Clem Lefebvre, the honcho at Linux Mint, has commented in some forum threads February 24 regarding what they were doing for several days while the site was offline.
You're now [behind] HTTPS [at the forum] (that doesn't protect against the kind of attacks we went through, but it helps if you're hacked locally)
[...] We're also behind a global [firewall] and we've got new friends at Sucuri.net who scan our server for malware.
This phpbb is also version 3.1, so you'll see a few differences and some new features compared to the previous forums.
...and later in the day
- The firewall filters a lot of bandwidth and saves a lot of processing dedicated to the constant pounding of DDOS, malware, poking, and all the bad stuff that bots send continuously over the internet. That means less work for the server [which is why it's faster for you now].
[...] The phpbb team reached out to us during the attacks to see how they could help. I asked about updates vs customizations. [Fancy theming is] not a priority right now,
It appears there were things they already had on their list and getting pwned kicked that stuff into gear.
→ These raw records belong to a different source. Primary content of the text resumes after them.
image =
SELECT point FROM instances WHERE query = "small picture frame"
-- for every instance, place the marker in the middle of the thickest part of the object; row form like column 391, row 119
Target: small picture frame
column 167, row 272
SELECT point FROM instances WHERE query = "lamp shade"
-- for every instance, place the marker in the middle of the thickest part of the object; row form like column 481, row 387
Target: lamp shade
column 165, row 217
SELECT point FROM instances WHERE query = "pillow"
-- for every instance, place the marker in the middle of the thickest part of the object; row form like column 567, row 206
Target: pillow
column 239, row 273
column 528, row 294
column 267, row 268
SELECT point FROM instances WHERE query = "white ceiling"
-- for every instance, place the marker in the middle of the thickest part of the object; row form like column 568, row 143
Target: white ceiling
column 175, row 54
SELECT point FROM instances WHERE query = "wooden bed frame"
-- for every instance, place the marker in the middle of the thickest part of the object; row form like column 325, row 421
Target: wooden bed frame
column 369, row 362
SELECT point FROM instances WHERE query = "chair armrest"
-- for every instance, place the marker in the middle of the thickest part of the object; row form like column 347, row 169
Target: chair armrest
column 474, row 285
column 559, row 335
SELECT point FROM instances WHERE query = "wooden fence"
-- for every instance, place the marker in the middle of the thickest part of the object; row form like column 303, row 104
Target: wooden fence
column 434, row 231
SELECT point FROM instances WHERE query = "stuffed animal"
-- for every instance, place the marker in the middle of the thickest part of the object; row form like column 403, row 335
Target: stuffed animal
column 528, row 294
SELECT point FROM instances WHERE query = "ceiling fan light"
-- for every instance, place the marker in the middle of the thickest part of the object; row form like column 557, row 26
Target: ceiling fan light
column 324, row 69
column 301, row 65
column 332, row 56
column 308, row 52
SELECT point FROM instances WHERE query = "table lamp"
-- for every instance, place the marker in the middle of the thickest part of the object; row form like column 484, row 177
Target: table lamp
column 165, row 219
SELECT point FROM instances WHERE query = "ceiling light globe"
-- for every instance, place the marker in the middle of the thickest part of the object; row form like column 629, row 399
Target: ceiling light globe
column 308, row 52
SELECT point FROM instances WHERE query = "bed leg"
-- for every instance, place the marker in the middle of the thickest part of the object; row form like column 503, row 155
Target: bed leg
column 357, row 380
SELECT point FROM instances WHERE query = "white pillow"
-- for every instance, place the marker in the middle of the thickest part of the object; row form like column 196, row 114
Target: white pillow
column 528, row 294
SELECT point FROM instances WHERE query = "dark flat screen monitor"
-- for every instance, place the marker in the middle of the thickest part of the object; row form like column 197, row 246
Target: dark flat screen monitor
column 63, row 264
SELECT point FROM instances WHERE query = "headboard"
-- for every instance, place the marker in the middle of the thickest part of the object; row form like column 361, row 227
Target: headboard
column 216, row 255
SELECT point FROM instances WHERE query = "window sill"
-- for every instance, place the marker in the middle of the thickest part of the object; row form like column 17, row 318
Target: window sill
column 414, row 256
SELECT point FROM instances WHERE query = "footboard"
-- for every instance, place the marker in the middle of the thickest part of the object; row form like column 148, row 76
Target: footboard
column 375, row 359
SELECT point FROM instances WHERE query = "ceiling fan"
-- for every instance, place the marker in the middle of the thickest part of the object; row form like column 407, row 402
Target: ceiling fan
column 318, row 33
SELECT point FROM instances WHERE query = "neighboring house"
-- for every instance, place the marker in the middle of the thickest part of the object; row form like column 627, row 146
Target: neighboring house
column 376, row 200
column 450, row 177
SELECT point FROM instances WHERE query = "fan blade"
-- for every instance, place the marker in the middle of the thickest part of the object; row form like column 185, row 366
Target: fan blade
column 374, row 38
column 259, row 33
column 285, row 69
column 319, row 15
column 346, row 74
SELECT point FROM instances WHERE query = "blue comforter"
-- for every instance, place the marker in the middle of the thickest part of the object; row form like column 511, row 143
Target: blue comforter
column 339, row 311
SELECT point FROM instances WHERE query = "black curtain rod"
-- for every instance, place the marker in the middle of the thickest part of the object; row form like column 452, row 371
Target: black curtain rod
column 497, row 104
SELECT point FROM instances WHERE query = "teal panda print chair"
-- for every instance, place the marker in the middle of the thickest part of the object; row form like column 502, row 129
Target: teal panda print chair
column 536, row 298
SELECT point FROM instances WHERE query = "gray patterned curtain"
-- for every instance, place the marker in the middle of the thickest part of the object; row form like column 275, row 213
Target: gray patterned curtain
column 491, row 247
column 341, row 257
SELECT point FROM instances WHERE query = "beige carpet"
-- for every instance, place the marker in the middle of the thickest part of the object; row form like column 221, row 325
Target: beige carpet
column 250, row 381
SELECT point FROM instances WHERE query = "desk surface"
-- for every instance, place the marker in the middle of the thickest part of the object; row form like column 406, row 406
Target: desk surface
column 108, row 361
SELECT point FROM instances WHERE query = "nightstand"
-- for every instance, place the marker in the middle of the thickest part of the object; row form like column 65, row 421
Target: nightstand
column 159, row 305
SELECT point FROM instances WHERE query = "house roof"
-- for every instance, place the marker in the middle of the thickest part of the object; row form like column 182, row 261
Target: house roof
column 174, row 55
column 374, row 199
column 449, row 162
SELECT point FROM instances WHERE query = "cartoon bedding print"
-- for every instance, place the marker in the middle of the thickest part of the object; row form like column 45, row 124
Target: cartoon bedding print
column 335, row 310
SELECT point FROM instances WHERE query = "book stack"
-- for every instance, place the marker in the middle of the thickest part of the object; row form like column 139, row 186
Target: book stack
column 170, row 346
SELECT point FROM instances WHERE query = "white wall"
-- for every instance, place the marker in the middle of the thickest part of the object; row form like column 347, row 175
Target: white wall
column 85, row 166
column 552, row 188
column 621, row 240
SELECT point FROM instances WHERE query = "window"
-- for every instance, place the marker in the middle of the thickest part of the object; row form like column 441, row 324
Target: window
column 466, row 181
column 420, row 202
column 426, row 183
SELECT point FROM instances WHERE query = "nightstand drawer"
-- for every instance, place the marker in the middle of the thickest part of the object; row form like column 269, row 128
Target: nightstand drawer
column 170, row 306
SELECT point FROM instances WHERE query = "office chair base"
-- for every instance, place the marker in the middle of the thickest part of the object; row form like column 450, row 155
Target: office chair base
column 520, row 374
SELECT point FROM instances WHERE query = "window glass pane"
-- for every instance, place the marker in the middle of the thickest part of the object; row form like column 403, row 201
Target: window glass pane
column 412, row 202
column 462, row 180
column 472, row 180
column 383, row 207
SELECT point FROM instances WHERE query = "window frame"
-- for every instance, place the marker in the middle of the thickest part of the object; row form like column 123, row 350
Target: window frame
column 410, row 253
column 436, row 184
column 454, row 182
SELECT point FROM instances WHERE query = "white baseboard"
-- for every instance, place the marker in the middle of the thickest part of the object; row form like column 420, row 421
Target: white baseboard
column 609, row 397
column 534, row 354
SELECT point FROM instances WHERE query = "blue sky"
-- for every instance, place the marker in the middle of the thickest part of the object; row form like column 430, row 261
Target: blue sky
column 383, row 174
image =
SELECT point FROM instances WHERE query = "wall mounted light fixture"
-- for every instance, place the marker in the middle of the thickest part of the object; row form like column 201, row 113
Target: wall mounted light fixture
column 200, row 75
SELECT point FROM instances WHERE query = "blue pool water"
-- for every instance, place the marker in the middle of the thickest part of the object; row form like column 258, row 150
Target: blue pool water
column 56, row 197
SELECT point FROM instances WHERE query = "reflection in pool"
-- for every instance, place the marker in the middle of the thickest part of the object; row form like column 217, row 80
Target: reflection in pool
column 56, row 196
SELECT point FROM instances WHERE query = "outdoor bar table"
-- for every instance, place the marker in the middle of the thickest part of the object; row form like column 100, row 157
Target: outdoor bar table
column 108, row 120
Previous: Mint Cinnamon ISOs Hacked
(Score: 5, Insightful) by tonyPick on Monday February 29 2016, @02:05PM
Really? It seems there's a lot of "The lazy fools" horror floating around this story, but the Mint team got a single direct download link redirected for one day via a wordpress bug, took everything down as soon as they realised the extent of the issue and shouted about it from the rooftops to alert the users. Hopefully they'll learn a lesson and be smarter in the future, but you think this is somehow a shocking lapse of security?.
For comparison just last week I'm reading that Nissan's Connected Car App didn't authenticate at all, and you could control other people's LEAF cars with it, and Nissan left it up & running until last week even after having this gaping hole pointed out to them in January.
Hell, just a couple of stories down I'm reading about multiple ransomware attacks on hospitals, and the total clusterfuck that is medical device security. Now that is something to get angry about.
But the fact a volunteer project didn't do quite as well as it might providing validating checksums that most folks won't use anyway? That isn't even the worst security issue posted on Soylent. On Sunday the 28th. Afternoon. By martyb.